Un ulteriore profilo di rilievo della decisione in esame attiene alla possibilità, in sede di opposizione a decreto ingiuntivo, di far valere la nullità della delibera assembleare su cui si fonda la pretesa creditoria del condominio.

Le Sezioni Unite, con la sentenza n. 9839/2021, avevano stabilito che tale nullità può essere fatta valere anche in via di eccezione e deve essere rilevata d’ufficio dal giudice, non soggiacendo ai limiti temporali previsti dall’art. 1137 c.c. per l’annullabilità. La Corte conferma questo orientamento, criticando la sentenza di appello che aveva rigettato l’eccezione sollevata dai condomini per la mancanza di domanda riconvenzionale e per la supposta tardività dell’impugnazione. Il giudice dell’opposizione avrebbe invece dovuto verificare, anche d’ufficio, la validità della delibera costituente titolo del decreto ingiuntivo.

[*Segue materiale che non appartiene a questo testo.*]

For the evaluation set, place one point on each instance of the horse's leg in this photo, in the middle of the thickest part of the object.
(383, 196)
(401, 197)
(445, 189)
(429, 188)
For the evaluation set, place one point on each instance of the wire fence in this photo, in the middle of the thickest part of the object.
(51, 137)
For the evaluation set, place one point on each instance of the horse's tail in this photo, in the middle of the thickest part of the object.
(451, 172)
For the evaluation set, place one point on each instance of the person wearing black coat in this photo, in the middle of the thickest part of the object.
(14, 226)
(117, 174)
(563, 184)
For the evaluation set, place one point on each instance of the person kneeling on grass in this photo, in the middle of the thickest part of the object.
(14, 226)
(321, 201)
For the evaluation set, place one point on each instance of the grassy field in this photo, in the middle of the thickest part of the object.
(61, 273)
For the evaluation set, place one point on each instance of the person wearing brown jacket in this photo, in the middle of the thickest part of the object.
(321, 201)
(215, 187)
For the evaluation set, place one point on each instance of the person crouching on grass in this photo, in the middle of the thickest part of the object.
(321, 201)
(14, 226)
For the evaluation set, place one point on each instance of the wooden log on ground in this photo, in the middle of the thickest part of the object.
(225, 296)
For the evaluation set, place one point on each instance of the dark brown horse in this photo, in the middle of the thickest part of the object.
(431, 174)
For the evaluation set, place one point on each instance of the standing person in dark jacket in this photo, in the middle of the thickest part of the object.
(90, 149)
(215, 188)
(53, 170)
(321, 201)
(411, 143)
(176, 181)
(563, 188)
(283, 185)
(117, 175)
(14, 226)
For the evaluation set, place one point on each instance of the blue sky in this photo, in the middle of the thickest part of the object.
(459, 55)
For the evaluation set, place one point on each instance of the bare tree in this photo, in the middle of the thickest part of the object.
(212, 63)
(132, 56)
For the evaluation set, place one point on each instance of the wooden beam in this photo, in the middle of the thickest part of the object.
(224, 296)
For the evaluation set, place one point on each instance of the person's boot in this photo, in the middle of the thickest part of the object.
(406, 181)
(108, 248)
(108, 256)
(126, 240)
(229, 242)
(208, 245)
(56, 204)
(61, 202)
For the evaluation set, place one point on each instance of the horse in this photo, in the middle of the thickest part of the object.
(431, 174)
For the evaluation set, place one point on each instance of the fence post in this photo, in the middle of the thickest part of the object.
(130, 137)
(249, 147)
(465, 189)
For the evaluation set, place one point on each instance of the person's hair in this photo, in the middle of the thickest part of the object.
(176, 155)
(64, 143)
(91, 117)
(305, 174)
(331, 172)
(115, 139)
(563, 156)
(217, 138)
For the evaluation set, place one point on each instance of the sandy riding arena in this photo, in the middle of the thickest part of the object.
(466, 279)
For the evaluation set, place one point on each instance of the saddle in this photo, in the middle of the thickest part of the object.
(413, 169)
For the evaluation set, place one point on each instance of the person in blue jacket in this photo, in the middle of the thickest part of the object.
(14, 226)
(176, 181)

Il tema delle modifiche del petitum e il rigetto del quarto motivo

Il quarto motivo di ricorso, relativo alla presunta violazione dell’art. 345 c.p.c. per l’introduzione in appello di una domanda nuova, è stato rigettato. I ricorrenti lamentavano che il condominio, in sede di gravame, avrebbe esteso l’oggetto della domanda, includendo mensilità non ricomprese nel bilancio iniziale.

La Cassazione ha invece precisato che, nel giudizio di opposizione a decreto ingiuntivo, l’accertamento giudiziale può tenere conto dell’intervenuta esigibilità del credito anche se sopravvenuta nel corso del processo, purché derivante da fatti già dedotti e oggetto del giudizio, come nel caso di un preventivo approvato dall’assemblea. Ne consegue che la precisazione effettuata dal Condominio non integra un’ipotesi di domanda nuova, ma rientra nella fisiologia dell’evoluzione del petitum all’interno del giudizio di opposizione.

Conclusioni

La sentenza n. 14424/2025 si segnala per aver ribadito e rafforzato, con argomentazioni dettagliate, la portata precettiva dell’art. 1129, comma 14, c.c., in ordine all’obbligo di predeterminazione analitica del compenso dell’amministratore di condominio. Si tratta di una nullità testuale, che travolge non solo la nomina, ma anche ogni successiva deliberazione assembleare che approvi un rendiconto contenente una voce di compenso priva di adeguata base giuridica.

Inoltre, la decisione offre un chiarimento importante in tema di deducibilità della nullità della delibera condominiale nell’ambito del giudizio di opposizione a decreto ingiuntivo, consolidando l’indirizzo inaugurato dalle Sezioni Unite nel 2021. Da ciò si evince che i giudici del merito non possono sottrarsi all’esame del vizio dedotto, anche quando non accompagnato da una formale domanda riconvenzionale.

Infine, il rigetto del motivo relativo all’art. 345 c.p.c. riafferma un principio consolidato in giurisprudenza, secondo cui l’opposizione a decreto ingiuntivo consente un accertamento pieno e aggiornato della situazione creditoria, comprensivo degli sviluppi intervenuti in corso di causa.

La sentenza in commento contribuisce dunque a definire in modo più netto i confini tra validità sostanziale delle delibere condominiali e strumenti di tutela processuale nel contenzioso tra condominio e condomini, offrendo indicazioni operative rilevanti tanto per i giudici quanto per gli operatori del diritto e dell’amministrazione condominiale.